Dalí attended drawing school. In 1916, Dalí also discovered modern painting on a summer vacation trip to Cadaqués with the family of Ramon Pichot, a local artist who made regular trips to Paris. The next year, Dalí's father organized an exhibition of his charcoal drawings in their family home. He had his first public exhibition at the Municipal Theater in Figueres in 1919.
- As a child, Dali was smart, but arrogant and uncontrollable child. He achieved his whims and simulation, always wanted to stand out and attract attention. - Dalí was a skilled draftsman, best known for the striking and bizarre images in his surrealist work. His painterly skills are often attributed to the influence of Renaissance masters. - Dalí was highly imaginative, and also enjoyed indulging in unusual and grandiose behavior. His eccentric manner and attention-grabbing public actions sometimes drew more attention than his artwork.
Surrealism is a cultural movement that began in the early 1920s, and is best known for its visual artworks and writings. Surrealist works feature the element of surprise, unexpected juxtapositions and non sequitur; however, many Surrealist artists and writers regard their work as an expression of the philosophical movement.
Creativity Salvador Dalí
His best-known work, The Persistence of Memory, was completed in 1931.
"Portrait of Picasso (1947)
Salvador Dali as Mona Lisa Salvador Dali executed in 1954 his "Self-Portrait as Mona Lisa."
«Corpus Hypercubus» (1954) Painting «Corpus Hypercubus» written in Crucifixion of Jesus Christ on the unfolding of the hypercube. At the bottom left of Dali's wife Gala. In the background, bay Portligat. Is at the Metropolitan Museum in New York.

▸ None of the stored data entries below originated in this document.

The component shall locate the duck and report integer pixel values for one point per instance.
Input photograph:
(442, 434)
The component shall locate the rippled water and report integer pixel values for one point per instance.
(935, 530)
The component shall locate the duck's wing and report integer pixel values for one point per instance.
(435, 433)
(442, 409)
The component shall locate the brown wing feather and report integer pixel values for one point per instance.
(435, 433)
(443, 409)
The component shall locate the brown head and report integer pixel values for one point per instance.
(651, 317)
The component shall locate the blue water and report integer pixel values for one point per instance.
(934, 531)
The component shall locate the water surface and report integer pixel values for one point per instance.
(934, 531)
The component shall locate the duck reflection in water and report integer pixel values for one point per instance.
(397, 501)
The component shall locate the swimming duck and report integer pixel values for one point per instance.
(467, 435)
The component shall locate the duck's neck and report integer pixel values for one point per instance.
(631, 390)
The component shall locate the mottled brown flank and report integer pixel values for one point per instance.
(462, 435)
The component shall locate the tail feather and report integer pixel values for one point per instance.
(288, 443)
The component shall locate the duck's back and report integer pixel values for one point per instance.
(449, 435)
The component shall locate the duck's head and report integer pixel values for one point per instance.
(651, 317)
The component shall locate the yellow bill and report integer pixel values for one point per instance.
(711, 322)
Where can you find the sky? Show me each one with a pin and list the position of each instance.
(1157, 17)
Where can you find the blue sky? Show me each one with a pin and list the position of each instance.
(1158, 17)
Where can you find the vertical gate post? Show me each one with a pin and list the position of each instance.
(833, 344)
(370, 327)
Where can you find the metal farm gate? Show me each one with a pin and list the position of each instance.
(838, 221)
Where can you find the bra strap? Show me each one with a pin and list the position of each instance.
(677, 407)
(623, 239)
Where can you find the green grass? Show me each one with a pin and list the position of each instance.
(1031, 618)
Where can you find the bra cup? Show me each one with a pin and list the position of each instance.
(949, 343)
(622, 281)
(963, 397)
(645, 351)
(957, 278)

"Portrait of my late brother(1963)
Recent years
After his wife is going through a deep depression Dali. His paintings themselves are simplified, and they long dominated by the motive of sorrow (variations on "Pieta"). Parkinson's disease also interferes Dali painting. His most recent work ("Cockfights") are simple squiggles in which veiled body of characters - the last attempt of expression poor sick person.
Sick, weak, Dali died January 23, 1989 of a heart attack. The only legible phrase he uttered during the years of the disease, was "My friend Lorca": artist remembered the years of happy, healthy youth, when he was friends with the poet Federico Garcia Lorca. Dali walled body on the floor in one room of the theater, the Dalí Museum in Figueres. Artist bury it so that on the grave of people could walk.